The browser would then pick up on these headers and use them to present a consistent, familiar and well designed interface to the user where they can review and approve or reject cookies with minimal effort.
This would deliver a much more elegant solution in a number of ways:
For the User
Giving the user control over how their general cookie preferences are managed across the web would be a huge advantage.
For example, if the browser has third party cookies disabled (which is the default setting in privacy focused browsers such as Firefox and Safari these days), the browser would just quietly suppress any third party cookie requests, thus leaving the user to continue browsing uninterrupted. With the current system, the website would ask the user permission to store third party cookies, irrespective of whether that user’s browser would actually allow it or not.
Similarly, if you genuinely don't care about cookies and wanted to suppress the pop ups for good, you could simply change a setting in your browser that suppressed all but essential cookies. This would remove the need for the browser to request any form of cookie permission. Happy days.

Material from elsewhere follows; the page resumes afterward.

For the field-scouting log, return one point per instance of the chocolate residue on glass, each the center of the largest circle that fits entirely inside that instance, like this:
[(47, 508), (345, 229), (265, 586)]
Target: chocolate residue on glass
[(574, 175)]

For trusted websites you could maintain a white list of sites with individual cookie permissions for each. Some websites might even move towards rewarding users that allow themselves to be tracked, with discount codes or access to quality content. I talked about this concept in a bit more detail in one of my previous posts about Google Topics.
And for users that clear their cookies every time they restart their browser, their cookie preferences would be stored in the browser rather than in a cookie, and so they wouldn’t be asked about their cookie preferences again and again.
From a usability perspective, the cookie pop up would be fully standardised and familiar to the end user, and so using it would be a much more positive experience overall.
For the website
This approach would arguably present some challenges for the website owner, as it would make it significantly harder to obtain permission to track that user with cookies, as more users would simply block the cookie pop ups and disable all but essential cookies.
However there would be some really significant benefits as well. The removal of the cookie pop up alone would bring significant improvements in website speed, bounce rate, security, conversions and search engine performance.
It would also bring some standardisation in terms of defining the cookies that your website is trying to set, allowing for the development of simpler, more elegant tools to help you track and categorise your cookies.
The concept of rewarding users for allowing tracking would also allow you to build up a stronger relationship with a larger audience of loyal customers. And we all know that it is these customers that deliver the best ROI on your marketing efforts.
For the enforcers
Enforcement of the Cookie Law across all of the websites that it applies to is completely unrealistic at best.
However if the burden of compliance was on the browser makers then they could in theory drag one of those parties through the courts if their browser did not comply.
In Summary
I’ve been mulling over the cookie pop up dilemma for years and I really believe that moving the burden of compliance over to the browser maker would make the web a much more usable, safer and enjoyable place.
I am not a lawyer so I’m not sure how realistic this would be, as some onus would still need be on the website to ensure that they define their cookies appropriately in order for the browser to manage them properly, but either way some form of standard that moves cookie permission management from the website to the browser would be a massive win for user experience across the web.
There may be some resistance from the browser makers whose revenue depends on targeted advertising (i.e. Google), but ultimately the web and the laws that govern it should be designed for the end user and not the large corporation.